Public cloud not yet a cash cow

Carol Ko
13 Jan 2012
Last January, South Korea-based SK Telecom announced the opening of a new cloud computing data center in Seoul with 1,500 cloud servers installed to deliver public cloud services to small and medium businesses (SMBs).
At the moment, SK Telecom’s public cloud computing market is yet to mature to become "a cash cow" for the company, according to Han Nam-Seuk, CIO of SK Telecom. "We accumulated technology through our R&D (research and development) investment," said Han. "With regard to the infrastructure, we are taking a conservative approach as it can be expanded with the increase of subscribers."
In an interview with Asia Cloud Forum, Han outlines the major deployments of cloud services for SMBs in 2011 and the estimated cost benefits, how businesses can reap operational benefits from "mobile cloud" adoption, and his three key lessons learnt about cloud computing including what he calls a "select and concentrate’ approach." Excerpts below:
Asia Cloud Forum: What were your key cloud service offerings and deployments in 2011?
Han Nam-Seuk: We launched a server hosting service named ‘T cloud biz’ in January 2011 for corporate customers (mainly SMBs).

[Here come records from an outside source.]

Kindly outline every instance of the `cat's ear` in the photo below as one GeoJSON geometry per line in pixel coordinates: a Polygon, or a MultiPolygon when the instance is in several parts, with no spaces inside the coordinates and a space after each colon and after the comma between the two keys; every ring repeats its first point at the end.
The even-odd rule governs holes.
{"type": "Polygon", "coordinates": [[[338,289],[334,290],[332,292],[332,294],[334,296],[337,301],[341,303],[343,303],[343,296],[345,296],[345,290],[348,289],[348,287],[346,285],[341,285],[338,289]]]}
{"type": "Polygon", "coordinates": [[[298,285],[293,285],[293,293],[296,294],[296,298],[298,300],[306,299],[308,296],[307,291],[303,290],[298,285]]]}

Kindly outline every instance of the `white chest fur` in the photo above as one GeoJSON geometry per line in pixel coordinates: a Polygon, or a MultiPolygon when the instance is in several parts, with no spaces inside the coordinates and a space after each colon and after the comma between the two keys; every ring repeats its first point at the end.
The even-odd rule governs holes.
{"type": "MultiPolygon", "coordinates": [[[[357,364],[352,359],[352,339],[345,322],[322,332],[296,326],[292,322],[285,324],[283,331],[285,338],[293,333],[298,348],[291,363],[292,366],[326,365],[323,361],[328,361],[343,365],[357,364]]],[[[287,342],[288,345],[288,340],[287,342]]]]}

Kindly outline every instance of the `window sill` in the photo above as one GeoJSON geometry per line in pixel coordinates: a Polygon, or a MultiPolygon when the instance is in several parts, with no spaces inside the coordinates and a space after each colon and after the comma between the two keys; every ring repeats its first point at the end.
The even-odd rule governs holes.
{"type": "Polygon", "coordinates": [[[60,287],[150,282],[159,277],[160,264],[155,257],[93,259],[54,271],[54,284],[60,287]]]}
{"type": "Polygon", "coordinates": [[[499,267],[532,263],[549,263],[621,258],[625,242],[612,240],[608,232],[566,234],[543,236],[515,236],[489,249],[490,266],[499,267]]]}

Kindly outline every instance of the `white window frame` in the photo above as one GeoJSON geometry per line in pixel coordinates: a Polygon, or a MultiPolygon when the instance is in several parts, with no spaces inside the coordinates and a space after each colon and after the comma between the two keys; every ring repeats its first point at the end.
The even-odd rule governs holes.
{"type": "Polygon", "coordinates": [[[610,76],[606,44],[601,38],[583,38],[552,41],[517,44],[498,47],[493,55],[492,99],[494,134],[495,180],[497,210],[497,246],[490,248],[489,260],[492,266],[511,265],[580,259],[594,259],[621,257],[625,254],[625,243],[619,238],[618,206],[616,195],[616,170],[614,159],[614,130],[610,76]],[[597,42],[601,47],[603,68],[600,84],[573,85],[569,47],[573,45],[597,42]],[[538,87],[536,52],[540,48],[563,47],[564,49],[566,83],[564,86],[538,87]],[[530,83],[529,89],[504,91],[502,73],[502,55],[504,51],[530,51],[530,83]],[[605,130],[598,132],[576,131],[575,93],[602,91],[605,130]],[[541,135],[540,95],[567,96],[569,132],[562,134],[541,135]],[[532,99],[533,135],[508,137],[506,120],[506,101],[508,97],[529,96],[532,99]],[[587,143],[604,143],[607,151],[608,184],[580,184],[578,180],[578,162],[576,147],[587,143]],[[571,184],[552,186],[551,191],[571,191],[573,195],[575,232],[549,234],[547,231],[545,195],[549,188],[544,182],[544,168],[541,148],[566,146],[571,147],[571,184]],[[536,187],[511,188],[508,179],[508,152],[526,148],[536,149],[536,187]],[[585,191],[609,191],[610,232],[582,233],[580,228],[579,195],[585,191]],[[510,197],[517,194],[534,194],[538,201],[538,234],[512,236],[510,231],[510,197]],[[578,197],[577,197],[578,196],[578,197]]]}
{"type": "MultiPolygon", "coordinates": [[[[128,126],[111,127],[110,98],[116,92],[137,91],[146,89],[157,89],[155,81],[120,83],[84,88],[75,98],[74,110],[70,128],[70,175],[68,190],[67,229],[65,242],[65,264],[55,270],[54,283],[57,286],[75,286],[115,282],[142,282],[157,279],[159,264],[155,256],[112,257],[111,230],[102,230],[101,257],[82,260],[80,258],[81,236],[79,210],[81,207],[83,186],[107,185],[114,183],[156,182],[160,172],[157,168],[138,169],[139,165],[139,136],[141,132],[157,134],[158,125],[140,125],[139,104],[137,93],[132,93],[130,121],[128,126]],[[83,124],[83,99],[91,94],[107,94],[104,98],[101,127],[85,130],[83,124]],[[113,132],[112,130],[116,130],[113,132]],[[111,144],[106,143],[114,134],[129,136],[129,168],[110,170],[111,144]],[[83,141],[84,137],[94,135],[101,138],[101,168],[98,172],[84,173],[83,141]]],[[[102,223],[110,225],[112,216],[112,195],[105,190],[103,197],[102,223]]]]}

As the main product, we have cloud server (a public infrastructure-based server hosting service located at the SK Telecom Cloud Center) that enables customers to use server resources matching their specifications for a wanted period.
This allows SMBs to borrow servers at 20% less cost than the existing IDC (Internet data center) product. Without a cloud server, venture companies or one-person enterprises would have to pay heavy initial investment costs (Approximately KRW 10 million [US$8,707] instead of KRW 40,000-90,000 [US$34.8-US$78.3] per month) as they themselves have to purchase servers and consume a long period of time building the infrastructure (About two to three months instead of within a few hours).
Our target market segments include B2B (business-to-business) public cloud, B2C (business to consumer) public cloud and in-house private cloud.